Fernand des Varennes

UN Special Rapporteur on Minority Issues

Statement on the occasion of 2 August 2021, Holocaust Memorial Day for Sinti and Roma

On the night of the second and third of August 1944, almost 3000 men, women and children belonging to the Sinti and Roma minority were murdered by the Nazi Regime in the gas chambers at Auschwitz. It’s estimated that between 25 and 50 % of the million or so of the Sinti and Roma population in Europe were probably exterminated. That is what the European Holocaust Memorial Day for Sinti and Roma marks today.

But it’s actually much more than that. Today my United Nations mandate on minority issues is issuing a press release which warns that just as members of the Jewish and Sinti and Roma minorities were portrayed as alien to the nation and even threats to the values and culture in Nazi Germany, Sinti and Roma again today are facing a backdrop of increasingly divisive rhetoric. We forget perhaps that the Holocaust did not begin with gas chambers, it started with hate speech against minorities. The Nazis effectively used propaganda to win the support of millions of Germans to facilitate persecution, war, and ultimately genocide of mainly the Jewish, Sinti and Roma minorities.

Unfortunately today, social media platforms are again amplifying intolerance and prejudice and allowing thousands of little Joseph Goebbels to spew propaganda of hate and racism reaching almost immediately huge numbers of people causing real harm, literally leading to individuals around the world being vilified, pointed out, lined up, lynched and massacred because they belong to dehumanised others, usually, overwhelmingly targeted minorities.

I therefore called for on this day marking the Sinti and Roma Genocide be used as an opportunity for greater acknowledgment of the Sinti and Roma genocide in order to address as a matter of urgency the increasing intolerance, demonizing and hate speech targeting of Roma and other minorities around the world. 

States must do more to proactively combat rising signs of intolerance and attacks against Romani and other minorities, particularly in social media and in hate crimes. I also gave this warning that “Minorities, are experiencing significant increased in hate speech but also targeting by politicians and others where they are stigmatised as threatening ‘others’.

States must not forget the holocaust of the Sinti and Roma. They need to reflect and act to address the exclusion and discrimination too many face today, also experienced by many other minorities as well as to take concrete steps to address the increasing high levels of hate speech in social media as propaganda mediums of intolerance and even tools of incitement to violence and discirminations..
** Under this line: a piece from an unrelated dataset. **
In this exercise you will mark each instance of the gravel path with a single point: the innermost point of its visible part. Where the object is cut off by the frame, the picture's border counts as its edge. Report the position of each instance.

Despite the real progress that has been made by many Sinti and Roma minorities in Europe, this virtual commemoration ceremony of the European Holocaust Memorial Day for Sinti and Roma is a significant event because it not only acknowledges what has occurred in the past, it can also serve to highlight what must continue to be fought for and protected, and that is the full respect of the human rights of Sinti and Roma minorities, as well as that more can be done, more must be done, to recognise the continuing, and perhaps exacerbating, instances of racism, intolerance and exclusion experienced by Sinti, Roma and other minorities. This is essential because of the very real possibility that racism and discrimination will get worse unless governments are more pro active against hate speech against Roma and other minorities. Remembering the genocide, remembering history means living responsibility for the present and the future. And that means taking steps to defend the rights and lives of society’s most vulnerable and marginalised. This commemoration by the Central Council of German Sinti and Roma and the Association of Roma in Poland in cooperation with the Auschwitz-Birkenau State Museum is an important part in the necessary remembrance of what has occurred, and in reminding all of us that we need to be vigilant so it never happens again.

Merci, thanks.

So congratulations, Thank you, merci et bonnes délibérations.